ミナミハンドウイルカたちはヒトとの距離がとても近い。こちらに興味を持って遊んでくれることもよくある。またイルカ同士も戯れあい遊ぶ。クジラは海の神様にも喩えられるが、イルカはより人に近く、よく懐いた愛犬のように思えることも。

小笠原ハシナガイルカの群れの写真

対して、ハシナガイルカたちはヒトと一定の距離を保つ。一緒に遊ぶことはほとんどない。細身で美しい流線形の体型はどこか海のアスリートを想わせる。日本でハシナガイルカと泳げるのは小笠原くらいだ。片道24時間の船旅を経てイルカたちに出会い写真を撮る。小笠原諸島は、国内でありながら世界でどこよりも遠い海と言われる。それだけに、価値が生まれる写真が撮れる。

小笠原夕日を浴びて泳ぐイルカの写真

素潜り旅で野生を学ぶ。

小笠原諸島の海では他にも数種類の鯨類に会える。水深1000mを超える外洋には一年通してマッコウクジラが棲み、冬季はザトウクジラが繁殖や子育てのために数ヶ月滞在する。たくさんのイルカ、クジラに会える日本の海は、あらためてフリーダイバーにとって素晴らしい宝物だと実感する。

フリーダイバー篠宮龍三のポートフォリオ写真

10年前の海と、
10年後の海

10年前に沖縄本島でザトウクジラとのスイムにチャレンジし、なんとか泳げるようになった。初めてスイムに成功した時は魂が震えるような感動を覚えた。ただ当時はアプローチの仕方もわからず随分とクジラたちに嫌な思いをさせてしまったと思う。

ジャック・マイヨールがかつて語っていた。

「ヒトは、イルカやクジラたちからたくさんのものをもらっているが、ヒトは彼らに与えるものは何もない。彼らはヒトを必要とすらしていない」

これは極めて至言だと思う。彼らへのストレスをゼロにできるのが理想的だが、今となってはハワイのように法の力に頼る他なく、すぐ実現できるかというと厳しいだろう。沖縄や奄美でスイムが広まってきた以上、完全禁止にするのも難しいと思われる。

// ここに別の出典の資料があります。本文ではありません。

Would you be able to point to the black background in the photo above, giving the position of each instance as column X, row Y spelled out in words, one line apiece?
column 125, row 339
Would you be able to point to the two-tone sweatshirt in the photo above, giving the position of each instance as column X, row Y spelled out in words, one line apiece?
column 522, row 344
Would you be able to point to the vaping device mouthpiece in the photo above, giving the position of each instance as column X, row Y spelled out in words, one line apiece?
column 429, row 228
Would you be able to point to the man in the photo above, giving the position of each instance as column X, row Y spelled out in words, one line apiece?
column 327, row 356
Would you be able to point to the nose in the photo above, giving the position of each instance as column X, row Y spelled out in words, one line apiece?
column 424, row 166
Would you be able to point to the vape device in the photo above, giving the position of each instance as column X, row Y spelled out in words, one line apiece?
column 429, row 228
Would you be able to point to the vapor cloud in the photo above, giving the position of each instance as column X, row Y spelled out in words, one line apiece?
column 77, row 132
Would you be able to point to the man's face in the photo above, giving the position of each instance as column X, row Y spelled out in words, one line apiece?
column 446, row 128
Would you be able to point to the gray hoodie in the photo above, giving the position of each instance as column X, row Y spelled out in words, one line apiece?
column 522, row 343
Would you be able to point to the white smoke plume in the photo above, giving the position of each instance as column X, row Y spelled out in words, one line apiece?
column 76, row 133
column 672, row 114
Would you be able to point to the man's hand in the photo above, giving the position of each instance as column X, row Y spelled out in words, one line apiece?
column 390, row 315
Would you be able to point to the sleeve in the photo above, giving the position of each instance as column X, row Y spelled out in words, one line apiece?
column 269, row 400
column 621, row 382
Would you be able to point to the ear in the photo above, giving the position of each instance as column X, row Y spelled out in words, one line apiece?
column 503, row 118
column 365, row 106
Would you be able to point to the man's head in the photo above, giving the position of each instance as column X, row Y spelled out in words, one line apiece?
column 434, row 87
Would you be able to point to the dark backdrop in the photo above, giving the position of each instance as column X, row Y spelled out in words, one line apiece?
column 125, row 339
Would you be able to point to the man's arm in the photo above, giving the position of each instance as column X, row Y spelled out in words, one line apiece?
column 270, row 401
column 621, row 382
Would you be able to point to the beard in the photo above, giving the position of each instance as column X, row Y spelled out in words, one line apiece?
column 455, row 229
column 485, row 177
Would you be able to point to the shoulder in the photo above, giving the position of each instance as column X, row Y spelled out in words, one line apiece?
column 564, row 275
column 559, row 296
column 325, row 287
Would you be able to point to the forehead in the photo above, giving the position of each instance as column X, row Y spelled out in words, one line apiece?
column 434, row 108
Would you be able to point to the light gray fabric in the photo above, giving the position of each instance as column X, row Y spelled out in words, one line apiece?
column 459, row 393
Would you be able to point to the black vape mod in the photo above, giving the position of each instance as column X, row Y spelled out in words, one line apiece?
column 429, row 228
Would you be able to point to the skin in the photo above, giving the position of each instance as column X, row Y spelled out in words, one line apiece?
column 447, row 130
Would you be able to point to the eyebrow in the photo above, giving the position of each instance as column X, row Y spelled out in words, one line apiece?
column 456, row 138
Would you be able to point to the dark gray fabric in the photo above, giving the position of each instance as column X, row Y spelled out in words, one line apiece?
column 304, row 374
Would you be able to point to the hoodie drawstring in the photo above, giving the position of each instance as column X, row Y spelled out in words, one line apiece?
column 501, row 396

トンガ王国などのホエールスイム先進地の事例に習い、ガイドにライセンスを導入し、船長にはクジラへの優しいアプローチ方法や距離、滞在時間、エントリー回数などのルールを統一することも一案だと思う。

この数年でスイムの船が増えてきたのは10年前では到底考えられないことで正直驚いている。クジラがのんびりできるような優しいアプローチ方法と、我々がクジラを長く観察することは両立できる。

この先の10年が彼らにとって居心地の良い海であるよう、その道を模索する時期に来ていると思う。